In this post, we’ll take a look at a creativity quiz and game the crap out of it with computer science.

Feel free to skip to the TL;DR section!

Setting The Scene

One October day, I got a Discord ping from my partner. I checked my phone to find a link to a quiz which advertised itself as a “fast creativity test” and a way to measure “verbal creativity”. Intrigued, I clicked through and read the rules. The premise is simple enough: write 10 words which are as unrelated to each other as possible. Knowing that we’d inevitably compare scores, I knew I had to focus up. Go ahead and give it a go before reading on! It only takes a couple of minutes.

I ended up getting beat 90.8 to 97.56. It was clear I once again needed to call on computers to eliminate my human shortcomings. Surely computers can be “creative” if you can define exactly what creativity should look like. In most cases that might be an oxymoron, but not in this case, since we have exact metric we can optimize for.

After you complete a quiz, the results page states that “[the scores] range from 6 to 110 after millions of responses online”. That means that 110 is the number to beat for a world record!

Quiz Scoring

The quiz works by first mapping your words into their word embeddings which were trained from Stanford’s GloVe project. The score which the quiz returns is the average cosine distance between every pair of vectors, multiplied by 100. The grading code (and allowed word list) can be found here. You can download the word embeddings from here.

For readers who are new to word embeddings, think about them as a way to map from a word to a vector. Vectors which point in similar directions (small cosine distance) are more related to each other semantically, like “dog” and “cat”. Vectors which point in opposite directions (maximal cosine distance) are less related to each other semantically, like “gerontology” and “yellow”.


Maximizing the average distance between a collection of vectors/points over some distance function is known as the Maximum Diversity Problem and is NP-Hard. There are several papers which describe techniques for getting decent solutions to this problem (1, 2), but I couldn’t find code for any technique. Looks like we’re going to roll our own!

Greedy Approach

My first approach was a greedy algorithm:

  1. Choose a random starting word
  2. Add word to collection
  3. Iterate over every remaining word in the dictionary and calculate the score if we added this word to our collection
  4. Choose the word which maximizes the score
  5. Repeat from step 2 until we have 7 words.
  6. Repeat from step 1, keeping the best collection of words we’ve found so far.

Why 7 words? A key observation is that the quiz only scores the first seven valid words of the ten submitted. That way, if you make a typo or accidentally duplicate a word, your score won’t be affected. This is great news for us, since it reduces our problem size.
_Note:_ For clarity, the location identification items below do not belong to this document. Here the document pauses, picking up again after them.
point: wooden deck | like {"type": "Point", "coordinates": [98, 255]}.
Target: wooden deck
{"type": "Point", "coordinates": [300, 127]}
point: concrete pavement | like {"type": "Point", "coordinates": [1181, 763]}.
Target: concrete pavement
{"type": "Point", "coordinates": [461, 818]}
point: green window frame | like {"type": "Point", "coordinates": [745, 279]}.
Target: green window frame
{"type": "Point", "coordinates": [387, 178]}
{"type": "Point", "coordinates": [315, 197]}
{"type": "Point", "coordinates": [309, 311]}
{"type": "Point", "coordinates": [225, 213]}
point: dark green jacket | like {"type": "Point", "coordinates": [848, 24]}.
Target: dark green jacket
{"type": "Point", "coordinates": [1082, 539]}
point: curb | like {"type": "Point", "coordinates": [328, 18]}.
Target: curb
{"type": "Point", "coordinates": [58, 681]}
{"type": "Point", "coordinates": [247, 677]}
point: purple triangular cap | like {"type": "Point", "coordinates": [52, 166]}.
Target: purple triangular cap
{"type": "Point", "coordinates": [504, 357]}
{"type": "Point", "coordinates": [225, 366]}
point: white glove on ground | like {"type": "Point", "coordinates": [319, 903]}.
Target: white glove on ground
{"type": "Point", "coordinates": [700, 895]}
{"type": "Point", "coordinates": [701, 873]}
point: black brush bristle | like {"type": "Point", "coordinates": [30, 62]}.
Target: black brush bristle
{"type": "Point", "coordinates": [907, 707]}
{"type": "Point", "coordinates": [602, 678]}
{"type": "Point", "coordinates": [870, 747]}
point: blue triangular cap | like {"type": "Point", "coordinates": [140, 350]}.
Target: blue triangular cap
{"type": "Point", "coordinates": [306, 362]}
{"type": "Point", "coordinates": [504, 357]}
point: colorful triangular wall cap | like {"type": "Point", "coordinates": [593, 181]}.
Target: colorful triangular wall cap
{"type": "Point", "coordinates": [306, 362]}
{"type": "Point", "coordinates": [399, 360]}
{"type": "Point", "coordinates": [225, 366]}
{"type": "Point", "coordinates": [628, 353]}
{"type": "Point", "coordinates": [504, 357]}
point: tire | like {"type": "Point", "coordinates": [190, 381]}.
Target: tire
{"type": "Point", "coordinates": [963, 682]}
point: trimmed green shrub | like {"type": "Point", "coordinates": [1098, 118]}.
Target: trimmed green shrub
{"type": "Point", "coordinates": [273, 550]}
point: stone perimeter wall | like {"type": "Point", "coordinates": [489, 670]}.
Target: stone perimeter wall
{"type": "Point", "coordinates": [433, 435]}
The greedy algorithm didn’t perform well. It was scoring around 90 (95th percentile), even after filtering out all words with less than 8 characters. We have to step it up.

Genetic Algorithm

I had read in the past about genetic algorithms being successful in finding approximations for discrete optimization problems. For example, check out this Computerphile video on how you could apply a genetic algorithm to get an approximation for the knapsack problem. It’s important to note that genetic algorithms won’t necessarily get you the optimal solution.

Not wanting to implement the genetic algorithm from scratch, I looked for Python frameworks and found pymoo. pymoo is a great fit for this problem since it features a genetic algorithm implementation with an example I barely had to modify to adapt it to my problem.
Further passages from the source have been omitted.